I am continuing my journey through Pope John Paul II's Theology of the Body and I had never realized how body-focused the 2nd and 3rd chapters of Genesis truly are. 

But then it all makes so much more sense when it was brought to my attention that the body we have been given in a manifestation of me, or to put it another way, the "I". And it goes beyond that still. Not only does it reveal me, but my body also reveals, in no small measure, the image of God. That is not to say that God is made of flesh like me as is depicted in so many Renaissance paintings. The old man in the sky is nothing like the God as revealed in the Bible. However, the love that God is, the holiness that he is, the justice he is, the righteousness that he is...all of it is shown to the world through my body.

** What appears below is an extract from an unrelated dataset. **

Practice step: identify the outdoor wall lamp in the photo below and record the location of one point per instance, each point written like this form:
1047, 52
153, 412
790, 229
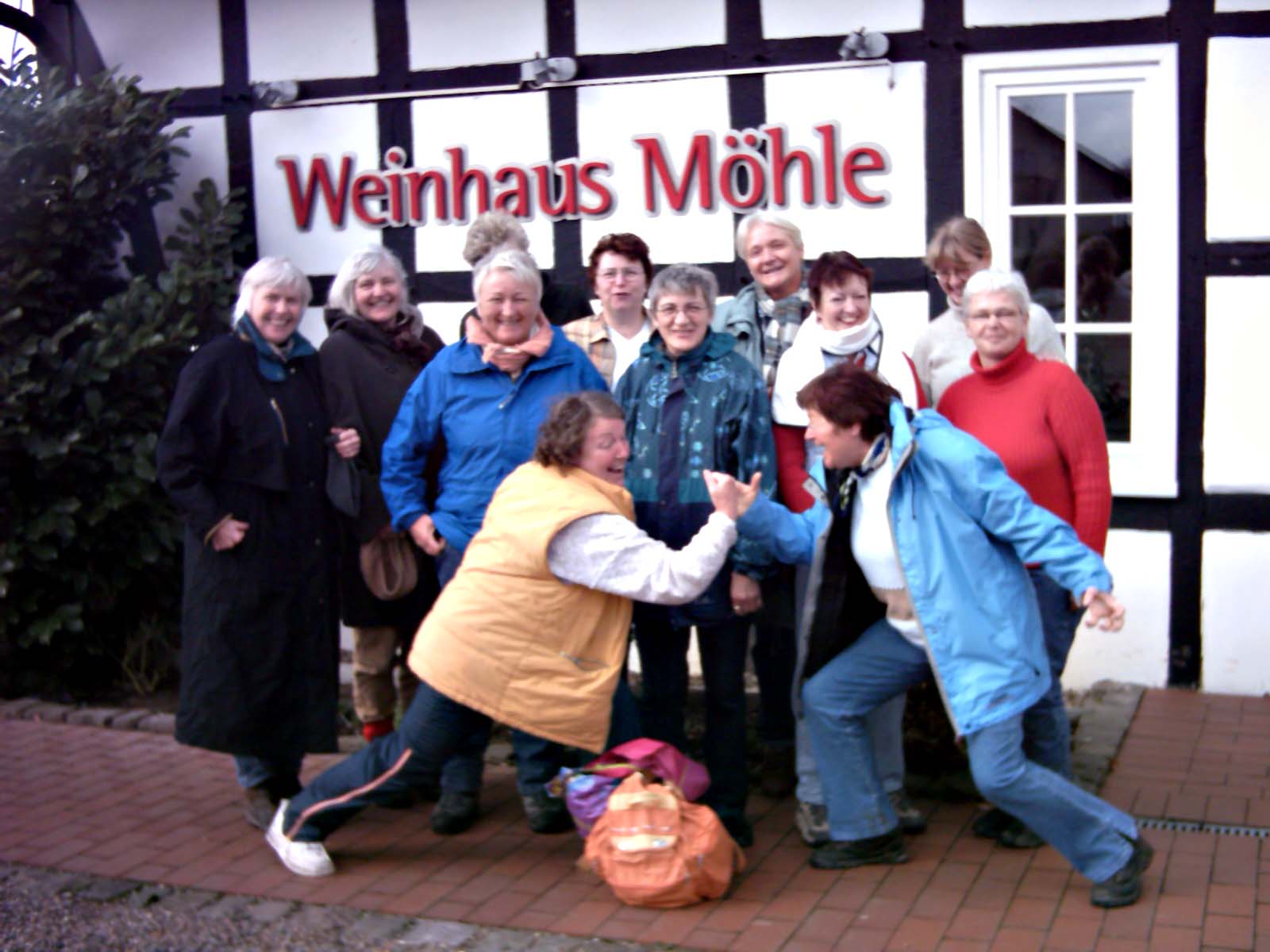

In a very real way, my body allows for others, and for me, to participate in the mystery (the hiddenness) of the image of God. That is by design; from the beginning. 

If God is revealed in nature (and he is), and if men and women were made in the image and likeness of God (and they are) then what more complete picture of God is there in the natural world than the body itself? And it goes even further still for the beholding of the glory of the Son of God himself (as communicated in John 1:14) could only be accomplished through the incarnation. The enfleshment. Jesus' body. Body to body he revealed the Father to us. Embodied being to embodied being he secured my salvation.

Is it any wonder that our bodies are under attack today? It shouldn't be. But that is a topic for another day.